Phase 2 and 4 is shorter, and aortic valve shuts later than normal… phase 1 and 3 longer, and decreased ESV since there was more time and less resistance. Increases stroke volume. Preload doesn’t change

26
Q

If contractility increases, what are the changes?

A

Phase 1 and 3 longer, phase 2 and 4 are the SAME, lower ESV, same EDV. Overall larger stroke volume

27
Q

Decreased contractility causes what effects?

A

Shortens every phase except phase 2

Increase ESV, decreased CO.

Decrease BP

28
Q

Does contractility changes change the BP?

A

Yes.
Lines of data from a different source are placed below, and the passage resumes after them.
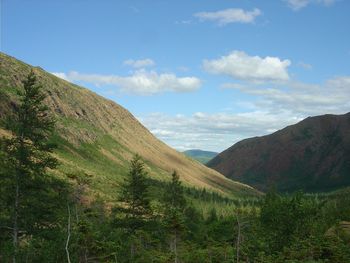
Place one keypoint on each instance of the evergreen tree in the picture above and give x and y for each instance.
(175, 203)
(27, 151)
(135, 195)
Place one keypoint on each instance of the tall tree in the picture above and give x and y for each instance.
(27, 150)
(174, 204)
(135, 195)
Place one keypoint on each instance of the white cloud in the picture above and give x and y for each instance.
(305, 65)
(60, 75)
(141, 82)
(213, 132)
(269, 109)
(303, 99)
(142, 63)
(239, 65)
(299, 4)
(227, 16)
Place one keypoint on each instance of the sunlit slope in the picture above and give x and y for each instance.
(99, 137)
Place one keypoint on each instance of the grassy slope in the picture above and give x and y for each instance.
(200, 156)
(99, 137)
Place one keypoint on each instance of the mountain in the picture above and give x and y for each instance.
(97, 137)
(312, 155)
(200, 156)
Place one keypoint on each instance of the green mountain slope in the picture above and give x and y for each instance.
(312, 155)
(201, 156)
(98, 137)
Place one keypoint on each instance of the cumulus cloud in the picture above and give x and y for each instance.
(299, 4)
(305, 65)
(142, 63)
(141, 82)
(302, 99)
(239, 65)
(269, 109)
(61, 75)
(213, 132)
(231, 15)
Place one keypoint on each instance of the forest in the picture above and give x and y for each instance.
(44, 218)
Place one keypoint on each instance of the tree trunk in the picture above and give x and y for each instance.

More contractility raises BP and vice versa

29
Q

How does cardiac failure change the cardiac curves?

A

Depressed contractility, higher ESV, increased EDV, lower SV, shorter phase 1 and 3

30
Q

What changes with filling pressure with cardiac failure?

A

Higher filling pressure cause heart can’t beat it out and increased volume retention

31
Q

Aortic valve stenosis will occur by the time you are

A

50-60 years old

32
Q

how many leaflets does the aortic valve have

33
Q

Aortic valve stenosis is what kind of load issue

34
Q

Does aortic stenosis require more or less pressure to eject blood

35
Q

What are the changes on the chart seen with aortic valve stenosis?

A

Reduced SV, longer phase 2 and 4 (?)

Higher EDV/filling pressure

Heart rate has to elevate with decreased SV

36
Q

How does the aortic valve stenosis affect blood pressure? pulse pressure?

A

High pressure in the ventricle with resistance from the valve means its going to lower the pressure in the aorta, so that means blood pressure will actually be lower with a narrow pulse pressure.

37
Q

Mitral valve stenosis changes on curve graph shit

A

shortened phase 1 because it cant fill as well, so less EDV

Decreased stroke volume

Increased LA pressure

Increased pulmonary venous pressures

If no other compensations, HR will have to pick up.

38
Q

Compensations for mitral valve stenosis

A

increase Psf, increased atrial pressure, increased blood volume

39
Q

What’s a systemic effect of mitral valve stenosis?

A

The extra Psf and increased blood volume can cause pulmonary edema cause the pressure backflows into the lungs/pulmonary hypertension

40
Q

Aortic regurgitation looks like what on a graph?

A

sideways A, like a fat blob

41
Q

Aortic regurgitation happens with which pressures and phases?

A

High in aorta, low in ventricle.

During diastole, So the ventricle starts filling during phase 4, and continues through phase 1 and into phase 2.

42
Q

If we have a chronic leaky aortic valve, the EDV can end up being

A

much much higher from ventricle walls being overstretched (almost 200mL on graph)

43
Q

At the beginning of phase 4 with aortic regurgitation, explain the backwards blood flow?

A

Not as much at first cause the ventricle hasnt relaxed yet, but towards the end of phase 4, it fills alot more as the ventricle relaxes.

44
Q

As the ventricle gets fuller and fuller, with aortic regurgitation, their is more or less backflow from the aorta?

A

less, since the pressure in the ventricle is building.

45
Q

With aortic regurgitation, how does this affect EDV? And what does that do to stroke volume?

A

Increases both, which is good that it has increased stroke volume to make up for some of the blood coming back in.

46
Q

How do you know what the net forward stroke volume is?

A

You dont, at least not from the pressure volume loop chart.

47
Q

How do you know whether its a mitral valve regurgitation or aortic regurgitation looking at the pressure volume loop?

A

If interventricular volume is increasing during phase 4, then its aortic regurgitation.

48
Q

What pressure does the aortic valve open with aortic regurgitation?

A

Lower than normal since its backflowing anyway ( 80mmHg)

49
Q

Where is the diastolic pressure measured on the pressure volume loop with aortic regurgitation? Systolic peak pressure?

A

The further right side. The tallest side.

50
Q

When does a mitral valve regurgitation leak?

A

when the pressure is higher in the ventricle than atria (no shit..?)

51
Q

With mitral valve regurgitation, how does phase 2 act?

A

It curves down in volume because blood is moving out of the ventricle back into the atria. (should be isovolumetric contraction)

52
Q

with mitral valve regurgitation, how does phase 4 act?

A

Should be losing volume back into the atria during early phase 4, then less volume change at end of phase 4.